The Black Girl Next Door
Jennifer Baszile
Touchstone, Jan 13 2009, $25.00
ISBN: 9781416543275
In the mid 1970s in affluent California, elementary school student, Jennifer Baszile and her sister were the only black kids in the building. In the first grade she obtained a deep lesson on de facto racism and ignorance after winning a running race. The loser, naturally white, as everyone else except her sister was, “intelligently” commented that blacks had something special in their feet. Her teacher confirmed that as a truism. Her dad took exception but was careful not to have the school think he was a ghetto thug as he understood they were the local Jackie Robinson and had to behave with more decorum than their neighbors. As integration was pushed as social and legal policy, Jennifer would see de jure racism when she visited her paternal relatives in Louisiana and de facto segregation in Detroit seeing her maternal blood. Still her parents pushed her and her sibling to live the American dream as black pioneers, which the author succeeded because she became the first black female professor at Yale’s History Department.

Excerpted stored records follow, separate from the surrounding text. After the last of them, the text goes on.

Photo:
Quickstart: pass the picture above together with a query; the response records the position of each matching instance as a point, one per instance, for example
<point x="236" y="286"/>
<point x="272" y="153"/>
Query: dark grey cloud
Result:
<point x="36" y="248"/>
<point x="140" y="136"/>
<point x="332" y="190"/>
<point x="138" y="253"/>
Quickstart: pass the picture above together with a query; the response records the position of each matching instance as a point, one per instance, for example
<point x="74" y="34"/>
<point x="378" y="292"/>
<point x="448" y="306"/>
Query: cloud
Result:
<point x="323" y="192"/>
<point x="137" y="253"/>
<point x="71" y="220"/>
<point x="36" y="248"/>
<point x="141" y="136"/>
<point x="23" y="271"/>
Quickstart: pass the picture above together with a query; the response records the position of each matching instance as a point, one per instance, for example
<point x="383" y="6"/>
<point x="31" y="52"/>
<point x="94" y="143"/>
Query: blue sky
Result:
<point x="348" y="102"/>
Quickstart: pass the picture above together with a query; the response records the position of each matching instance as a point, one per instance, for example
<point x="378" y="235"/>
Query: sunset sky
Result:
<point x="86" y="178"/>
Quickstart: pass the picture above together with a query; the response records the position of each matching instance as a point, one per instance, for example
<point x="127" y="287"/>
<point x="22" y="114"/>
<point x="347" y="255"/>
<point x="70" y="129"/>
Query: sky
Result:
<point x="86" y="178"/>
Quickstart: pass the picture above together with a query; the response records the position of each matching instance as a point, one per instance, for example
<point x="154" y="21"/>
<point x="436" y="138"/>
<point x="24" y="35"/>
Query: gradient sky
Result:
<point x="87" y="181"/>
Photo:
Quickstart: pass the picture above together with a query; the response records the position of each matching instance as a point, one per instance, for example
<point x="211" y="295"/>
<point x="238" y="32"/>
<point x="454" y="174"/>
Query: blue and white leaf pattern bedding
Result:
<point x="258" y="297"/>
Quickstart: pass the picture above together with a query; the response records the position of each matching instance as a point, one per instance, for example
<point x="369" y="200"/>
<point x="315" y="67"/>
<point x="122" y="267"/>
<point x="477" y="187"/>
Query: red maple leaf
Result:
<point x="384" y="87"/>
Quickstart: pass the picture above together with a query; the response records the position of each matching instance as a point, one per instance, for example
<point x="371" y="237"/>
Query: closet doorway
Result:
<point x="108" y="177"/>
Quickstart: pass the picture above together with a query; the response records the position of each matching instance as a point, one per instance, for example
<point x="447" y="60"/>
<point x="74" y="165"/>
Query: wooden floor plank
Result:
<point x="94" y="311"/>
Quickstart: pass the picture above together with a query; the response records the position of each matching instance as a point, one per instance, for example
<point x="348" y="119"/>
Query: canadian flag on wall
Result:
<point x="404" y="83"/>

THE BLACK GIRL NEXT DOOR is a superb memoir that looks deep into one black family making it in an all white wealthy neighborhood during a time when the Civil Rights movement was pushing integration against racial laws and society barriers. Professor Baszile provides powerful anecdotal incidents of so-called supporters of integration resenting the first black family on their block and how it felt to be the only exceptions to the all white rule in so many scenarios; not just school. Readers will appreciate this superb well written window to how society has come a long way due to brave settlers like the parents of the author who wanted more than the dream for their offspring; they courageously went after the opportunity fully aware they would be the token black family next door.